We have a year 2000 Hymer B524 with Concertina blinds. As we do a lot of wintering in the Alps we bought our external Silver Screens from Mike at Cleckheaton. I agree the concertina blinds, although convenient, are only any use as sun and privacy screens and do little, if anything, to keep the condensation levels down. But the external Silverscreens are excellent. They fit perfectly. Snow two feet deep at the door, minus 18 outside, snug as a bug inside, no condensation at all. Taylormade may be just as good, or better, but we have no experience of them. Customer service at Cleckheaton was hard to beat though FWIW.


----------



## woodcut (Sep 30, 2006)

*Silver screen attachment*

Hi Bruce. The screen i bought for my M.H. fitted around both doors and across the screen, fitted to the door with strong elastic then you shut the door on it very neat and tidy and tight.

Jeff............


----------



## 96105 (Aug 23, 2005)

vicdicdoc said:


> Go for EXTERNAL 'silver screens' . . . 100% effective & better than internal ones [IMO]


hi I 2Nd THAT 

bought some off stuartB [taylormade]  better than my internal screens IMO 2  WORTH EVERY PENNY 

SARUMAN


----------



## kijana (May 1, 2005)

Thanks for that, Jeff.

Trouble is, my RV doesn't have any doors. Well, it has one door, but that's on the side, about 12 feet from the screen.

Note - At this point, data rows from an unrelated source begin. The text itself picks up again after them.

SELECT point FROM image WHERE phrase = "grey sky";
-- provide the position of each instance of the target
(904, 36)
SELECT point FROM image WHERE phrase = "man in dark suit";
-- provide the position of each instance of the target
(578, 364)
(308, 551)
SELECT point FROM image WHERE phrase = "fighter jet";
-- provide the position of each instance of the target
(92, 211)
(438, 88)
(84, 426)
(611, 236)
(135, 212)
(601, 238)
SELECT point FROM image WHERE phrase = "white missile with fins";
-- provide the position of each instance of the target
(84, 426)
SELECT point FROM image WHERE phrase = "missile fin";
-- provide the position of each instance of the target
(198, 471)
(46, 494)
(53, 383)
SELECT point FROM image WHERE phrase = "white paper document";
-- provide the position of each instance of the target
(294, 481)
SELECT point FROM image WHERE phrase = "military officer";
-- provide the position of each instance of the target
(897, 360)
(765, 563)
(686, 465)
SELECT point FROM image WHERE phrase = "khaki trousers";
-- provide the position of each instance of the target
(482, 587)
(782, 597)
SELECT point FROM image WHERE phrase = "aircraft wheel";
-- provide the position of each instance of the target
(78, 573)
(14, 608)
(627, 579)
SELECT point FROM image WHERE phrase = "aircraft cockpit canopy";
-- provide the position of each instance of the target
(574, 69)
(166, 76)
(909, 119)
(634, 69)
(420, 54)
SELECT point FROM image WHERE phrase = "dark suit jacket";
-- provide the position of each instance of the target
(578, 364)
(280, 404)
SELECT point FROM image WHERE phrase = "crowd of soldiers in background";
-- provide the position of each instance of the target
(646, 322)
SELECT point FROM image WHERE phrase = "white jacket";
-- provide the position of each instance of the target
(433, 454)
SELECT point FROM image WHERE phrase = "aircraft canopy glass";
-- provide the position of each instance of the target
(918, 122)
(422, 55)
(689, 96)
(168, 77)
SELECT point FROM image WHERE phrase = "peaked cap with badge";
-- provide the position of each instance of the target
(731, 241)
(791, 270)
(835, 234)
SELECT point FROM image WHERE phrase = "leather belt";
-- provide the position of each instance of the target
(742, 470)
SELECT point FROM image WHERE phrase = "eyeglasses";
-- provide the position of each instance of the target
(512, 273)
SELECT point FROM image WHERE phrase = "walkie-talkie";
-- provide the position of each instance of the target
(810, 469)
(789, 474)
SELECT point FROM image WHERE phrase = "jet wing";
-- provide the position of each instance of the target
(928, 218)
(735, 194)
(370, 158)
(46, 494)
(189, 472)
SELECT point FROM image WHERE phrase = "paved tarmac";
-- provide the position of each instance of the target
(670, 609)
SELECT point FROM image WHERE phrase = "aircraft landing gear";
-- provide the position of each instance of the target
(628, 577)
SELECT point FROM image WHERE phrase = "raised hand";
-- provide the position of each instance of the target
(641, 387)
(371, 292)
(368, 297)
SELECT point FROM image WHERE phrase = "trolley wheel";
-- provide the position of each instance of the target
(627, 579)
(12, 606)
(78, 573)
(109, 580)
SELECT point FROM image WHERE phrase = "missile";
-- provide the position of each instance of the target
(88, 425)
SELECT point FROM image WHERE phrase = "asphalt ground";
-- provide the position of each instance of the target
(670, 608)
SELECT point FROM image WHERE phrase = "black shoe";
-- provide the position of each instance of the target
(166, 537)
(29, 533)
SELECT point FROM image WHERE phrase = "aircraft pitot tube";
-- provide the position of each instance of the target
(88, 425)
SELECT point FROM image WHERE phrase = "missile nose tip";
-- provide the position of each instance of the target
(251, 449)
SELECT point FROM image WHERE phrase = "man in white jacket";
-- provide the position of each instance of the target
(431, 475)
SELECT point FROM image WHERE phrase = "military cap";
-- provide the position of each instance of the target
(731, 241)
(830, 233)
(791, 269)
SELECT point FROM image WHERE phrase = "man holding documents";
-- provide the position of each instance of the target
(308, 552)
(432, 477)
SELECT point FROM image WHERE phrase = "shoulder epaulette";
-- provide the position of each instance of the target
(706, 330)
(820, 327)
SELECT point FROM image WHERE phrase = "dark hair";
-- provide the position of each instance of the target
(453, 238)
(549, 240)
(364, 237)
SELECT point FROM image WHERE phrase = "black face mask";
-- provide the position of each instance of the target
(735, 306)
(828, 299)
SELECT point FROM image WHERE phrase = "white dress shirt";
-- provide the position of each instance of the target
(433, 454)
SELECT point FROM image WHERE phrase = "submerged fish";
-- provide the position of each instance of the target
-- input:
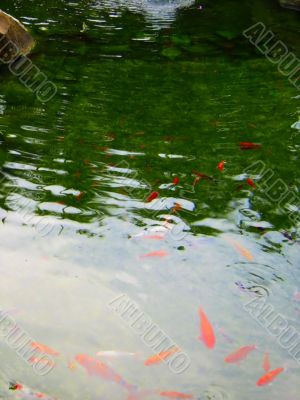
(27, 393)
(113, 354)
(207, 333)
(176, 395)
(266, 363)
(221, 165)
(99, 369)
(38, 360)
(269, 377)
(175, 181)
(241, 249)
(44, 349)
(156, 253)
(249, 146)
(240, 354)
(251, 183)
(163, 355)
(152, 196)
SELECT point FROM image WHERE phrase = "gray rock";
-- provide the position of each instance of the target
(14, 38)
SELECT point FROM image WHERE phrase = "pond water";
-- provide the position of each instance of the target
(152, 97)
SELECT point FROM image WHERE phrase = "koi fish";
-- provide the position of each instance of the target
(269, 377)
(157, 253)
(177, 207)
(202, 176)
(98, 368)
(221, 165)
(241, 249)
(207, 333)
(249, 146)
(37, 360)
(152, 196)
(28, 393)
(113, 354)
(163, 355)
(176, 395)
(297, 296)
(79, 196)
(153, 237)
(240, 354)
(266, 363)
(44, 349)
(251, 183)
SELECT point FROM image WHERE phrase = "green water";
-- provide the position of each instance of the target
(147, 94)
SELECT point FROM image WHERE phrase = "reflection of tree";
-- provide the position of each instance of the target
(198, 108)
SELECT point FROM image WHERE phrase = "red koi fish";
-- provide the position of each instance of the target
(266, 363)
(240, 354)
(152, 196)
(176, 395)
(157, 253)
(269, 377)
(297, 296)
(153, 237)
(207, 332)
(203, 176)
(28, 393)
(98, 368)
(175, 181)
(199, 176)
(37, 360)
(177, 207)
(221, 165)
(249, 146)
(251, 183)
(163, 355)
(44, 349)
(241, 249)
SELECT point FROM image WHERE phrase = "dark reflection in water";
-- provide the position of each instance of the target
(152, 96)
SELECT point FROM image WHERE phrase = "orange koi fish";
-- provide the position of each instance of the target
(221, 165)
(249, 146)
(37, 360)
(297, 296)
(152, 196)
(251, 183)
(240, 354)
(153, 237)
(269, 377)
(28, 393)
(98, 368)
(202, 176)
(207, 333)
(157, 253)
(177, 207)
(163, 355)
(241, 249)
(176, 395)
(44, 349)
(266, 363)
(199, 176)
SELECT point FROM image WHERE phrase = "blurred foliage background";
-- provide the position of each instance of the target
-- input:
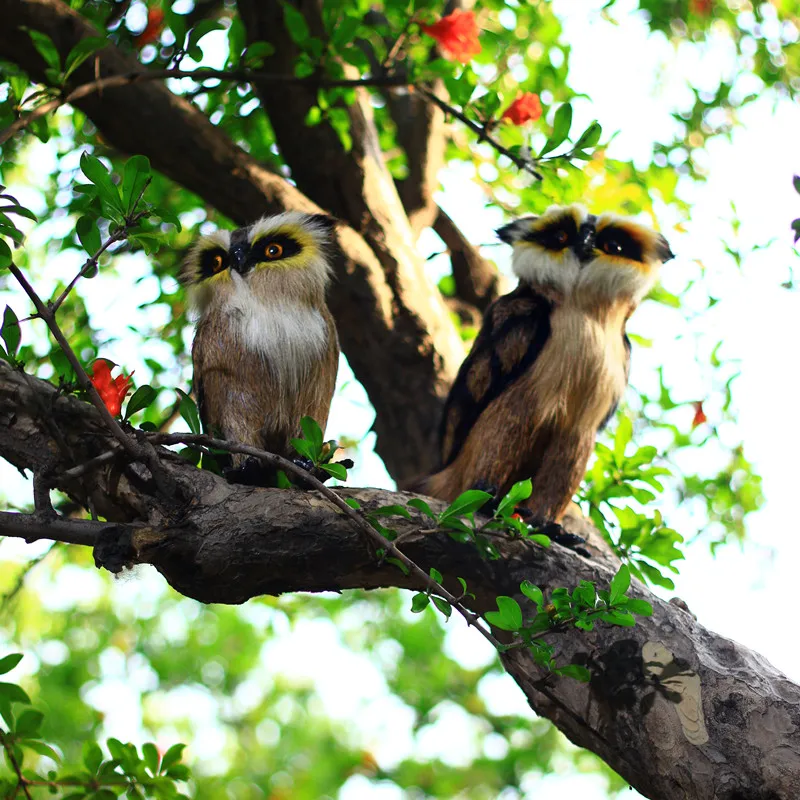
(353, 696)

Anyone fitted them to an RV? Zaskar, maybe?


Cheers

Bruce


----------



## 100769 (Aug 29, 2006)

We have bought S/S and already they have made a difference. Easy to fit when you work out how far open the doors need to be. They are expensive to buy but you get what you pay for.

We have gone for the paragon with the privacy screen to allow seeing out but not in. S/S have also developed an extra piece that fits over the air vents to further reduce cold air entry to the MH. It fits under the main screen and covers the vents and tucks under the bonnet. Probably only really useful in very cold weather and when you are either storing in winter or staying on site for more than one day.

Going away this weekend, so will be interesting to see how they work.

Keith & Viv


----------



## zaskar (Jun 6, 2005)

Anyone fitted them to an RV? Zaskar, maybe?
Cheers
Bruce[/quote]

Yes mate, I have and I can't recomend it highly enough. VERY effective
I tried Taylormade and all the others I could find but was put off by poor attitude/response and what I consider to be ridiculous prices for what they are. 
In the end, I made may own from the insulation bags that you'd see if you could look behind the side wall trim panels in aircraft. Took a bit of cutting and sticking to make one BIG panel but at 50p for the lot I'm not gonna winge too much  
Now the clocks have gone back, it's dark when I go to work and dark when I come back so it stays on all the time except weekend.


----------



## 92046 (May 1, 2005)

*Silver Screens*

Do Silver Screens work... YES, My outside ones were made by an Italian firm, have used them for 3 years at temps down at -5*C and up to + 35*C, the one screen covers the front and side windows of the Fiat cab, in the norm I use on the outside, but if parking up at a location where I may have to move in the night, I then fit them inside, as for keeping the cold out, and the heat in, YES they work, I would not be without my silver screens,

Good luck Colin R......


----------